Do you mind sharing how you have accomplished the restarting of services as when the services startup, if the global triggering is enabled, and the worker agents are not connected, give or take a few seconds to a minute to connect but this causes tasks to execute and throw AgentNotConnected errors.
We have tried restarting the services every night to start off with, the biggest issue is that the the only way to enabling triggering is a manual mouse click. we noticed there is a flag in the DB for the global triggering but the service have to be restarted to take effect of the new value set in the db so when the value is set to true, the execution service must restart to notice that the value has changed, but once restarted, triggering is already enabled but the worker agents might still take a couple of moments to reconnect to the server which is the main problem as the tasks will execute and fail due to agent not connected.
We were thinking of using the REST API to check how many workers are connected but the API shuts down when the Execution service restarts which wont allow us to use it.
I'm aware that the 3rd party tool might not replicate a real human mouse click 100% and not every occasion does the KeyNotFoundException happen, but only when it does happen do we want to know where the issue might be originating from.
Currently our SMC console sessions are set to 30 minutes, we do however have the logging output set, not sure if this causes memory or CPU spikes.
Our setup currently are as follows: 1 BPA Server with management and execution service, 3 worker Agents each different servers. we run between 600-700 tasks ranging from every few minutes to 1 every 3 month as schedules.

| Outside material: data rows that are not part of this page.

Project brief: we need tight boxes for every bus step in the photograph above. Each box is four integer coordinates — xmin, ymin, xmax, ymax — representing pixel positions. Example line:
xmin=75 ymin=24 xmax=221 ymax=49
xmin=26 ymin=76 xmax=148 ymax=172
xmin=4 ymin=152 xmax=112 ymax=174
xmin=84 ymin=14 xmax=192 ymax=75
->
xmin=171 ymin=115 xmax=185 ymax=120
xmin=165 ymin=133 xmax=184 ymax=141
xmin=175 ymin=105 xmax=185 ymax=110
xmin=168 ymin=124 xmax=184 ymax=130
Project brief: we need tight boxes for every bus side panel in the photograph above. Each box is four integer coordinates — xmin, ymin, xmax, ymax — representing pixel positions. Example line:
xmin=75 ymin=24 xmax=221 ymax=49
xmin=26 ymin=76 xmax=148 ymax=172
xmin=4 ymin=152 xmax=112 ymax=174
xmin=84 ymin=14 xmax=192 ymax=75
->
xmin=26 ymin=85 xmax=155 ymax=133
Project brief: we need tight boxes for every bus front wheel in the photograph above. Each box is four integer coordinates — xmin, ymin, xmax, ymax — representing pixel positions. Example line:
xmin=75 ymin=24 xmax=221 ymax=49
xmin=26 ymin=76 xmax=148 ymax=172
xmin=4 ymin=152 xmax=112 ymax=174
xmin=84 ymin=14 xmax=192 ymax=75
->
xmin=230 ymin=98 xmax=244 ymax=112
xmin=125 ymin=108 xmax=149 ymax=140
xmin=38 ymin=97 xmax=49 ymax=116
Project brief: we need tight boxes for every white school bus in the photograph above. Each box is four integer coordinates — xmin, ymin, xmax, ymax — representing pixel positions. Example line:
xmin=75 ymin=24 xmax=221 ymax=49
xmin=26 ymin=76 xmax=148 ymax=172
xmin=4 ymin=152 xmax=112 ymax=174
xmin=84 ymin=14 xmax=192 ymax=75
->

Most of our triggers are schedule based.
As we are not able to upgrade to V11, which i believe has solved the CPU issue. In v10, we have experienced issues where the management service slowly consumes RAM until it peaks at 99% or the execution service slowly consumes CPU until the server becomes unresponsive at which point a restart is required. Our concern is that the server stops processing in the early hours of the morning causing BPA not to trigger any workflows until the services are restarted. It roughly takes about 4-5 days where the CPU peaks and the server needs to restart.
I believe there has been previous complaints about high CPU usage in the past. we have experience v11 issues that prevent us from upgrading currently so we trying to solve the CPU issue by performing an automated maintenance on the BPA server.

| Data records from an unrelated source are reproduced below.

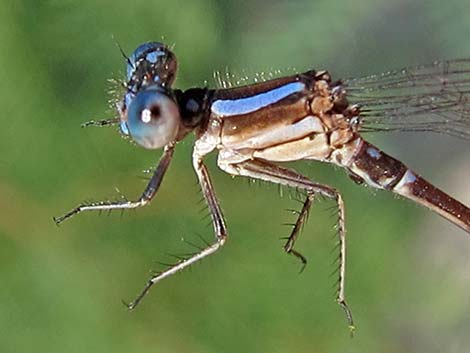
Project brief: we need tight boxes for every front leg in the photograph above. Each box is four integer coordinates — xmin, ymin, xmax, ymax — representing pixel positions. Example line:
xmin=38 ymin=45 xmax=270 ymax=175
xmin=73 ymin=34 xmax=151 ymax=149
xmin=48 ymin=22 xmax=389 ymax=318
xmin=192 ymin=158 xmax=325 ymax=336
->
xmin=218 ymin=154 xmax=354 ymax=331
xmin=54 ymin=144 xmax=174 ymax=225
xmin=127 ymin=152 xmax=227 ymax=310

I have requested that the global triggering be a feature where we are able to change the state of the global triggering via the REST API as this would enable us to fully automate the BPA service restart. currently the only way is to manually click the trigger button via the SMC Console.
Currently what we have is a the BPA server and 3 different servers for 3 agents, and because v10 is prone to high CPU where the server will stop responding once the cpu peaks too high, we've built a process that will log in, stop triggering, drain all running tasks, stop and restart the Exec and Management services, log back in and enable triggering. The problem we've picked up is that as soon as it logs in it is not able to enable triggering at which point the exception occurs in the event viewer. A "human" mouse click has to enable the triggering. this error is only recently appearing. There isnt any noticeable errors on the agents as we normally expect errors when the agent disconnects from the server when the restart happens and reconnects again.But more concerned about why the exception is appearing when an automated process is enabling triggering but not when a human is interacting with the server manually.
The forum says that you've replied however i cannot see your response. I've also noticed another user mentioned the last reply on the thread does not show, not sure if this is the case as well.
Anyone knows what the KeyNotFoundException means in the EventViewer logs?
Anyone know what the KeyNotFoundException means in the even viewer logs
Basically when I log in to the SMC console, there is about 20 workflows/tasks currently executing, then I'll turn triggering off which should drain the currently running jobs, but instead new workflows/tasks start up and the API confirms that triggering is still on even though the toggle on the SMC says its been turned off.
Like before this only happens on the odd occasion.
Hi Alex ,
Yes this is via the SMC UI. It appears to be random on occasions whereby we would have to turn triggering back on and back off to effectively stop tasks from triggering.
I've noticed on certain occasions that when I turn off global triggering on the SMC the tasks still start executing, and the api confirms that global triggering is still enabled. I'd have to turn global triggering back on and off again to verify that it is indeed off.
Has anyone noticed that as well. I'm currently using V10.0.7 (I cannot use V11 as there are too many bugs to upgrade).